Velvet Mag ha l’onore di ospitare il Prof. Giulio Basoccu (affermato chirurgo plastico che vanta migliaia di interventi estetici e la fiducia di numerose personalità politiche e pubbliche) per una rubrica speciale.

Non bisogna fidarsi di chi propone interventi estetici di ingrandimento del seno a prezzi molto bassi. Vuol dire che il chirurgo ha risparmiato sulle protesi e c’è il pericolo che queste, essendo di bassa qualità, possano creare problemi. Tanto vale spendere più prima per non doverci poi rimettere le mani.

C’è un’altra cosa importante. Attenzione perché non bisogna fidarsi del primo chirurgo estetico che si incontra. Bisognerebbe cercare di vederne almeno due. Confrontare le varie possibilità di intervento che vengono proposte alla paziente, confrontare il prezzo degli interventi e ciò che viene offerto. Il risparmio di 1.500 – 2.000 Euro deve mettere in guardia. Di solito un chirurgo estetico che propone un intervento di mastoplastica additiva a un prezzo più basso degli altri vuol dire che ha risparmiato sulle protesi.

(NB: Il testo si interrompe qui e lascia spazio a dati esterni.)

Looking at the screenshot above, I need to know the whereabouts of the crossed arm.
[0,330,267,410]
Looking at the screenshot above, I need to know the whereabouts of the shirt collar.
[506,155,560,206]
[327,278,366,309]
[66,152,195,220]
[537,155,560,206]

Quelle che inserirà nel seno della paziente non saranno di alta qualità o di ultima generazione, ossia quelle garantite per tutta la vita, che non scoppiano in alcun modo e che se dovessero creare dei problemi, solo per un difetto di produzione, (che può avvenire anche se la percentuale è molto bassa) verranno sostitute gratuitamente. Le protesi che costano poco valgono poco. Dopo qualche anno dall’inserimento potrebbero cominciare a creare dei problemi alla paziente, potrebbero indurirsi e anche rompersi. Sarà necessario sostituirle ma di solito queste protesi meno costose non hanno la garanzia e allora bisognerà affrontare di nuovo una spesa economica non indifferente per un secondo intervento chirurgico.